Almost all EU Member States have their personal tax havens (France has Monaco, Spain has Andorra, Germany has Liechtenstein, Holland has the Netherlands Antilles, the UK has lots of them) but this doesn't stop the European Commission from being beastly towards those of the new applicants for membership who want to offer tax breaks to encourage employment and industrial development.
The EU may say that it is applying its State Aid rules evenly across existing members and new ones, and that it is attacking established tax havens such as Madeira and Gibraltar, but to Poland and Hugary it looks different - and it looks as if the EU will do anything to prevent what it calls 'unfair' competition from tax-privileged SEZs (Special Economic Zones) in the applicant countries.
In Poland, the Katowice SEZ offers exemption from corporation tax for ten years, and then a further ten years of 50% exemption, and it has been successful in attracting employment-generating manufacturing plants including Isuzu, GM and Fiat. Naturally these plants export to high-cost EU member states, and it's this that attracts the Commission's ire.

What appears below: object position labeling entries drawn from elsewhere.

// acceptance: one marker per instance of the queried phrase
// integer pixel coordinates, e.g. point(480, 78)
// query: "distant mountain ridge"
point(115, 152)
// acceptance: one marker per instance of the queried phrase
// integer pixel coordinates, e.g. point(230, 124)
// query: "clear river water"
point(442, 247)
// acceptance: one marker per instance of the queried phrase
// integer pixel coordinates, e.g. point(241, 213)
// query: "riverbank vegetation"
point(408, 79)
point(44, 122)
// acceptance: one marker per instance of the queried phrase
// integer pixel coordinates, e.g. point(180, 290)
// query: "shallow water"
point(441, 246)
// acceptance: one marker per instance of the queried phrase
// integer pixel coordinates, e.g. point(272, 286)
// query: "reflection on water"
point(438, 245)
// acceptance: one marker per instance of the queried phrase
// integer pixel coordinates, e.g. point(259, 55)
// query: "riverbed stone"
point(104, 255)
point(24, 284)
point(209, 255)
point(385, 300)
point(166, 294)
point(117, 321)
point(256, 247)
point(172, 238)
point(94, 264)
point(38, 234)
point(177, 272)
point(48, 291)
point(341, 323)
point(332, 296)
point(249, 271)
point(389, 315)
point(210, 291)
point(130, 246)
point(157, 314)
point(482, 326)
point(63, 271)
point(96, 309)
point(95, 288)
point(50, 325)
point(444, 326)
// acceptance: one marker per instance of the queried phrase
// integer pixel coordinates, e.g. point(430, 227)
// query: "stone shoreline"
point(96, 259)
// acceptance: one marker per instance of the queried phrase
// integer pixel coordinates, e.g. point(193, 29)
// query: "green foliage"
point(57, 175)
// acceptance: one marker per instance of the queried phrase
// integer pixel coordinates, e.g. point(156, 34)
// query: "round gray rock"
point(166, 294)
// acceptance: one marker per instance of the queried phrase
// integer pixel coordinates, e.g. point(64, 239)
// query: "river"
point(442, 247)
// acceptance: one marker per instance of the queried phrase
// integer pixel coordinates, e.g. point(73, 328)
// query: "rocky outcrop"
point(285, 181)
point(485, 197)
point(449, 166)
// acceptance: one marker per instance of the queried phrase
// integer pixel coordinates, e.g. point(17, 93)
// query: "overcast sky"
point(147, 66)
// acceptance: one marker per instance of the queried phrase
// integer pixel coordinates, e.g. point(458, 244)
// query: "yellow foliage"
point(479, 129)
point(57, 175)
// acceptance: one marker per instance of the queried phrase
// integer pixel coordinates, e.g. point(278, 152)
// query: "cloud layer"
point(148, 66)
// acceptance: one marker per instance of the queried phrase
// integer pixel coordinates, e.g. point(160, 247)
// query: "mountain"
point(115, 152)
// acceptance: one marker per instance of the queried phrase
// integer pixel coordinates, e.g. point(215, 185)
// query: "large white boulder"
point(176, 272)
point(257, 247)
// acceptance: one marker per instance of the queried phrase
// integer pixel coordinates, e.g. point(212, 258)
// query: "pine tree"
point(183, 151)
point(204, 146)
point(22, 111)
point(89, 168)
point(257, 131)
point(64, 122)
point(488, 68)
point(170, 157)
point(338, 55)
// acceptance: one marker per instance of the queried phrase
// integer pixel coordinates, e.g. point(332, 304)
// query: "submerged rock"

The problem for the EU is that its own policies are riddled with inconsistencies: not only are its existing tax havens thriving, and apparently largely immune to the EU's attempts to rein them in (they are protected, overtly or otherwise, by their 'parent' member states), but regional policy and the CAP both dish out vast sums of money to existing member states with little discernible economic logic. The EU says that state aid should have a regional or employment justification, but if that is not true of Katowice, then where could it be true?
So the EU has no justification for trying to throttle SEZs in Poland, Hungary and other applicant countries - but 'might is right' for the applicants, and all they can do is to try to get the best negotiated outcome they can when closing the Competition Chapters in their accession process.
"We keep saying the SEZs are part of our emerging regional policy because of the plants created and the effect on employment," says Jan Truszczynski, Poland's chief EU negotiator.
Mario Monti, EU Competition Commissioner, will not be denied: "I find it very disturbing to see that some countries continue, to this day, to accept new entrants for incompatible aid schemes," he said recently - although he wasn't referring to Poland, which has at least stopped taking new entrants into its SEZs. Other countries such as Hungary are continuing to be more brazen.